7. The remote fault diagnosis and maintenance method as described in claim 1, characterized in that, The process of selectively extracting and encapsulating the device operation characteristic data corresponding to the anomaly determination result to obtain an anomaly characteristic data packet includes: Based on the anomaly determination results, the time node of the anomaly occurrence and the preset feature extraction period are determined; The device operation feature data is selectively extracted according to the time node of the anomaly occurrence and the preset feature extraction period to obtain the feature subset data of the anomaly period. The abnormal time period feature subset data is standardized and encapsulated to obtain the abnormal feature data package.

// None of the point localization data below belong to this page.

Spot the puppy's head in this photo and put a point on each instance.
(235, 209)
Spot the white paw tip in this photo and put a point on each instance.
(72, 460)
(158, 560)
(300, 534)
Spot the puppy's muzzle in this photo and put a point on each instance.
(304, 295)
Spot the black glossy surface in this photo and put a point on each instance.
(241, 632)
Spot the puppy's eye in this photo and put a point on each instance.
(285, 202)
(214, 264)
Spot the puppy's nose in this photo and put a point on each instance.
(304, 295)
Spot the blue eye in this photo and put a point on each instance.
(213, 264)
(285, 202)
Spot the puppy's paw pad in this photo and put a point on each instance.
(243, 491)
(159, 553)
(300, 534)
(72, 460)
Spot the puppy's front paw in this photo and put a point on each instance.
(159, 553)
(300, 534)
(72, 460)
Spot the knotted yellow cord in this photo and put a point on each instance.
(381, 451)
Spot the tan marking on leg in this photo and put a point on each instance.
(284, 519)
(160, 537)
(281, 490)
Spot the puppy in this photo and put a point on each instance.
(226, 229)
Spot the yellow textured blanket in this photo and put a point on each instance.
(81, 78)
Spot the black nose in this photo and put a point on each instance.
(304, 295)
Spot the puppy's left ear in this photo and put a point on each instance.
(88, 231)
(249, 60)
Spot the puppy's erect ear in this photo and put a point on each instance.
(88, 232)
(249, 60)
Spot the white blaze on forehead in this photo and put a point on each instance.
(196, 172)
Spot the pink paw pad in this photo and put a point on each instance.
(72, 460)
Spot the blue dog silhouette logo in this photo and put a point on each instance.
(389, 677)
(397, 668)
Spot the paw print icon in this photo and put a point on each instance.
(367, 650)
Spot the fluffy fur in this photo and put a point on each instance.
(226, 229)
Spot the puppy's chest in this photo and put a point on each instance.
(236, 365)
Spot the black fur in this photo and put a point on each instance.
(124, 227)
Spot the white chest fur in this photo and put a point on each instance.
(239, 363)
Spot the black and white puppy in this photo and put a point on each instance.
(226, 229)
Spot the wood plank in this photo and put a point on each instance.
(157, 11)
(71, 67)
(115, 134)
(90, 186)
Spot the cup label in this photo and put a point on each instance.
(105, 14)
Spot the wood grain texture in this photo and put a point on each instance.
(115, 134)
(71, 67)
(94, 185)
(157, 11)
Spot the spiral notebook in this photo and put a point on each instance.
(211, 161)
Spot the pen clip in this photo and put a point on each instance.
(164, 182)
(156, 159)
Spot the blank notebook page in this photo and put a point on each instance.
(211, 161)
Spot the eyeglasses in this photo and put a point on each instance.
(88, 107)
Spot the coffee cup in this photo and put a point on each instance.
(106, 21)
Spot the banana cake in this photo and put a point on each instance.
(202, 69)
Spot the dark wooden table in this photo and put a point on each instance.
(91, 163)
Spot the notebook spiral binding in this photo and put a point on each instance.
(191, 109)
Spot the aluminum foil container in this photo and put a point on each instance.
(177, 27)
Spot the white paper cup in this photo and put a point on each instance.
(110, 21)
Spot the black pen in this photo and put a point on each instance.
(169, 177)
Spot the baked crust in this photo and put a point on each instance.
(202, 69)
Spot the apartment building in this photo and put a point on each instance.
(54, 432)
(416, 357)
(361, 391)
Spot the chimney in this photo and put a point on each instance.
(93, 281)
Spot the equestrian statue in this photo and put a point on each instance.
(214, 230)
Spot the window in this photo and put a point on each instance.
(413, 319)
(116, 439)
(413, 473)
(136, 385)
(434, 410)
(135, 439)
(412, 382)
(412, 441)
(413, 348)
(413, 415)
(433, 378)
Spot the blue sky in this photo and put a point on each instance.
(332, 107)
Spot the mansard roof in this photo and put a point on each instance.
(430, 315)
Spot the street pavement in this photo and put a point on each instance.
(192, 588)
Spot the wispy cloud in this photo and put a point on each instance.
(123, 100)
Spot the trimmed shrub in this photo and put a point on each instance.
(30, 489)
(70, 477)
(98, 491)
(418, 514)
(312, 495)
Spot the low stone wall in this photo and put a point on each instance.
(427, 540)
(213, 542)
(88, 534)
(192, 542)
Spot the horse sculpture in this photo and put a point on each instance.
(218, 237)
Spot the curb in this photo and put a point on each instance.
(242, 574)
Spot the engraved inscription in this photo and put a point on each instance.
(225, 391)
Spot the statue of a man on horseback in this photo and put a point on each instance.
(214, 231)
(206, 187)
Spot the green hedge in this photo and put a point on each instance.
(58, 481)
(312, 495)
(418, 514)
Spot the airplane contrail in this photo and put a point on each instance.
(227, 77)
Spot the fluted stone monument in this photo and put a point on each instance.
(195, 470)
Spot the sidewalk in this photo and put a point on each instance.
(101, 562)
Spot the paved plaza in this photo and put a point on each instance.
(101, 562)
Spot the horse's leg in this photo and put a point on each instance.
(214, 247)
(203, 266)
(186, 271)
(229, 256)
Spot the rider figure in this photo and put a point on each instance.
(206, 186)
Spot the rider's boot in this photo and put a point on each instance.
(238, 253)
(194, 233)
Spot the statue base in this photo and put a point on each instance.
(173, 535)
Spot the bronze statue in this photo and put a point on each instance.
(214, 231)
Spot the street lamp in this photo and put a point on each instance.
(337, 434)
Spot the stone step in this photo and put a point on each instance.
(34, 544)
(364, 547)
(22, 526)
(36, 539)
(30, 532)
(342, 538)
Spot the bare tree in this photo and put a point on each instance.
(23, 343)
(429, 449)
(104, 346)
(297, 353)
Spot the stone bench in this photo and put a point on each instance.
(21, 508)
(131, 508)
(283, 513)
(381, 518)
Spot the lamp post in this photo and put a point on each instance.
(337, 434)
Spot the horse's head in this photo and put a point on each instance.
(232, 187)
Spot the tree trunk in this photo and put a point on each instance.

8. A remote fault diagnosis and maintenance device, characterized in that, include: The device data acquisition module is used to acquire device operation data and deployment scenario data reported by the target vending machine terminal, and to standardize and extract features from the device operation data to obtain device operation feature data. A lightweight detection module is used to determine the lightweight detection model deployed on the target vending machine terminal corresponding to the deployment scenario data; based on the device operation characteristic data, an anomaly judgment result is obtained through the lightweight detection model; The cloud module is used to selectively extract and encapsulate the device operation characteristic data corresponding to the anomaly determination result to obtain an anomaly characteristic data package; The abnormal feature data packet is uploaded to the cloud based on the terminal network connectivity status data; the cloud is used to parse and verify the abnormal feature data to obtain the cloud-based abnormal feature set to be diagnosed and the device scene identifier; The full-scale detection module is used to determine the full-scale detection model and the baseline data of the device cluster operation corresponding to the device scene identifier. Based on the cloud-based set of abnormal features to be diagnosed and the baseline data of the device cluster operation, the root cause location of the fault is determined by the full-scale detection model. The equipment maintenance module is used to determine the fault handling level based on the fault root cause location result, and to maintain the target vending machine based on the fault handling level; The fault handling levels are: local self-healing fault level, cloud-based remote repair fault level, or on-site fault handling level.
9. An electronic device, characterized in that, The electronic device includes a memory and a processor, wherein the memory stores a computer program, and the processor executes the remote fault diagnosis and maintenance method according to any one of claims 1 to 7 when running the computer program.
10. A computer-readable storage medium, characterized in that, The computer-readable storage medium stores a computer program that, when executed by a processor, implements the remote fault diagnosis and maintenance method according to any one of claims 1 to 7.